同時に、アーティストのスタイルを模倣する AI の能力を妨害する上で非常に効果的であることが証明され、典型的な条件下でスタイルの模倣を防ぐことに92%以上の成功を収め、Glaze の保護を克服するために設計された適応的な対策に対しては85%を達成した。

しかしながら、Glaze 2は、ユーザの個々のコンピュータハードウェアに応じて、画像を修正する速度を50%から500%向上させる。

「計算速度の向上は重要です」と、Glaze プロジェクトのチームリーダー Ben Zhao 氏はVentureBeat への電子メールで書いている。

一般的に、Glaze 2は Glaze 1.1の約2倍の速度で動作します。古い GPU では、画像1枚あたり4分から2分になるものもあります。また、画像1枚あたり50秒から30秒になるものもあります。

Glaze Project の web サイトにあるドキュメントによると、最大の速度向上は M1-M3プロセッサを搭載した Mac で、5倍(500%)の向上が見られるとのことだ。

SDXL からどのように保護されるのか、なぜ追加の保護が必要なのかについて、Glaze 2のダウンロードページには、「滑らかな表面のアート(アニメや漫画など)」を保護するようになったと記載されている。Zhao 氏はまた、VentureBeat の質問に対する電子メールの中で、「Glaze 2はさらに強力な保護を提供する(Glaze 2で保護されたアーティストの作品を模倣しようとすると、Glaze 1よりも破壊的なアーティファクトが増える)」と詳しく述べている。

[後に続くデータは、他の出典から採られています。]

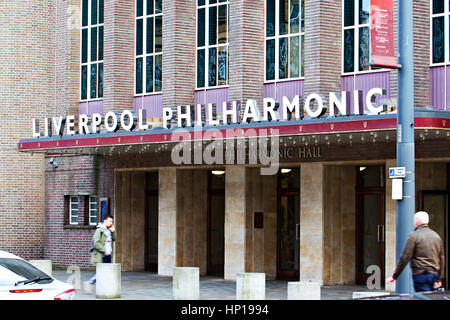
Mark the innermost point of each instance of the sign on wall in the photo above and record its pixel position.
(382, 33)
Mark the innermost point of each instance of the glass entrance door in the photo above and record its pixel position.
(288, 236)
(370, 234)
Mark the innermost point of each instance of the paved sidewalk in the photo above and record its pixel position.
(150, 286)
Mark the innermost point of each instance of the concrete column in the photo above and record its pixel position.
(108, 282)
(167, 230)
(390, 229)
(251, 286)
(235, 202)
(311, 222)
(44, 265)
(186, 283)
(305, 290)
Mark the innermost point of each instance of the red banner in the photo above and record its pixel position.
(382, 33)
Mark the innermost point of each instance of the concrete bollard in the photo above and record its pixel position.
(186, 283)
(304, 290)
(108, 280)
(44, 265)
(251, 286)
(368, 294)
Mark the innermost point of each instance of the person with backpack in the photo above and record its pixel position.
(101, 244)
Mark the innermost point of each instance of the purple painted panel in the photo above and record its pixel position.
(278, 90)
(365, 82)
(217, 96)
(90, 107)
(151, 103)
(437, 87)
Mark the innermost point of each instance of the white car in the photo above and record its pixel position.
(20, 280)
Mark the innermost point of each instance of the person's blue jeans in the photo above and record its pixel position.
(424, 281)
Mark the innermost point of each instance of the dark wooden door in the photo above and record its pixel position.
(370, 234)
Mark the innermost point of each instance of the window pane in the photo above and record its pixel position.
(364, 11)
(94, 44)
(149, 35)
(212, 67)
(84, 45)
(222, 73)
(438, 6)
(201, 28)
(295, 16)
(294, 59)
(302, 16)
(270, 18)
(438, 40)
(101, 10)
(283, 59)
(223, 36)
(302, 58)
(349, 13)
(139, 36)
(201, 68)
(149, 74)
(93, 81)
(139, 8)
(364, 48)
(138, 75)
(284, 16)
(158, 6)
(100, 43)
(100, 80)
(349, 41)
(158, 73)
(84, 82)
(85, 14)
(149, 7)
(270, 59)
(212, 25)
(94, 12)
(158, 34)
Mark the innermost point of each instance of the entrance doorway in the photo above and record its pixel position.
(151, 222)
(288, 230)
(436, 204)
(370, 223)
(216, 223)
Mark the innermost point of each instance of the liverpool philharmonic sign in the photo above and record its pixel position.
(314, 105)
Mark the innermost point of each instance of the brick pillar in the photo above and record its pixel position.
(179, 43)
(322, 64)
(235, 203)
(246, 36)
(311, 221)
(119, 54)
(167, 235)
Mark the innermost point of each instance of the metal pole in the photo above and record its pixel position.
(405, 137)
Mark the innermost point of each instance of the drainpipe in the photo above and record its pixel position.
(405, 208)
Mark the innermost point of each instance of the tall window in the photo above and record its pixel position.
(439, 26)
(356, 36)
(92, 49)
(93, 210)
(285, 39)
(73, 210)
(212, 43)
(148, 66)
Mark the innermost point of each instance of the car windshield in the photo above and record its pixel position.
(13, 270)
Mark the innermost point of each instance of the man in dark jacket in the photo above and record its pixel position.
(425, 250)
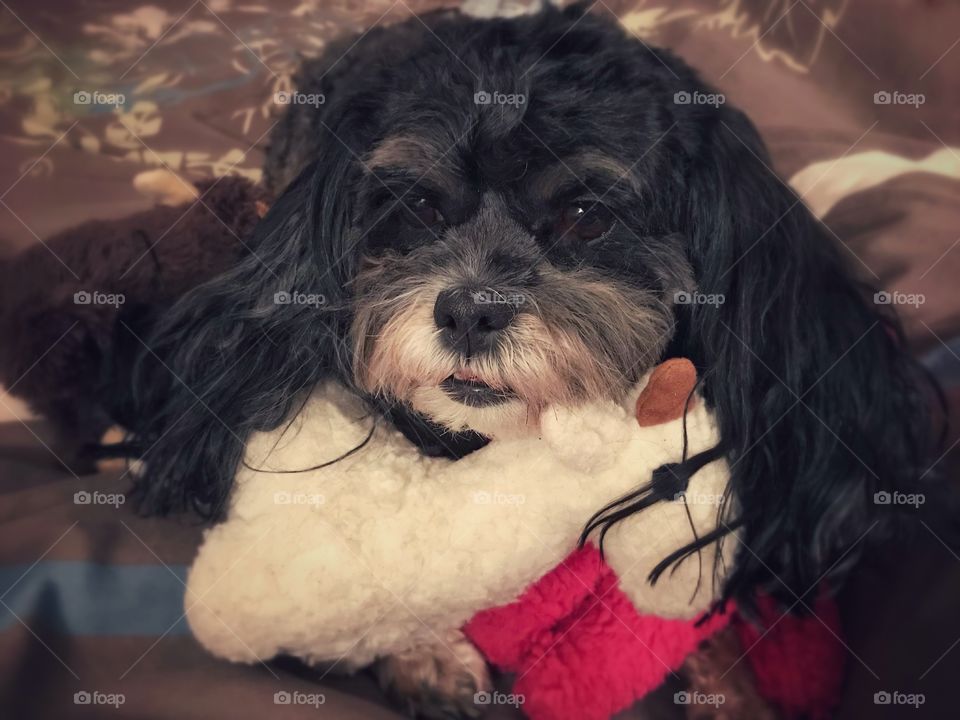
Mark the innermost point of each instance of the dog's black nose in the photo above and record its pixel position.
(470, 320)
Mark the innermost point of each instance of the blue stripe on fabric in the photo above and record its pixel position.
(85, 598)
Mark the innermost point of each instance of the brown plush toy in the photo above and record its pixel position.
(62, 303)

Glaze2が、OpenAI の DALL-E 3や Midjourney といった他の AI アートジェネレータによるスタイル模倣からアーティストを保護するかどうかという質問に対して、Zhao 氏は、Stable Diffusion がオープンソースの AI アートジェネレータのリーダーであることから、この1つに焦点を当てたと説明した。

動画保護も計画

シカゴ大学の Glaze プロジェクトチームは、Glaze 2に全力を注いでいる。Zhao 氏は VentureBeat の電子メールで、Glaze 1はもうダウンロードできないようにすると語った。

Glaze 1をサポートする意味がありません。Glaze 2は、あらゆる面で Glaze 1よりも優れているはずの、当座の代替品です。

しかし、チームはまた、動画という新しいメディアにおいて、アーティストのために無許可の AI スクレイピングからの保護を強化することにも注力している。

「Glaze 2.0に加えて、Glaze のような保護を短い動画やアニメーションに拡張するプロジェクトに取り組んでいます」と、Glaze プロジェクトチームは X のアカウントから投稿した。

また、Glaze の研究者たちはこの後、AI が動画のフレームをどの程度複製できるか、そして Glaze の新バージョンがどの程度模倣を妨害できるかを判定する調査へのユーザ参加も呼びかけている。

このツールが Glaze 1と2のような性能を発揮するならば、無許可の AI スクレイピングから自分の作品を守ろうとするアーティストたちの間で、またもや大ヒットとなりそうだ。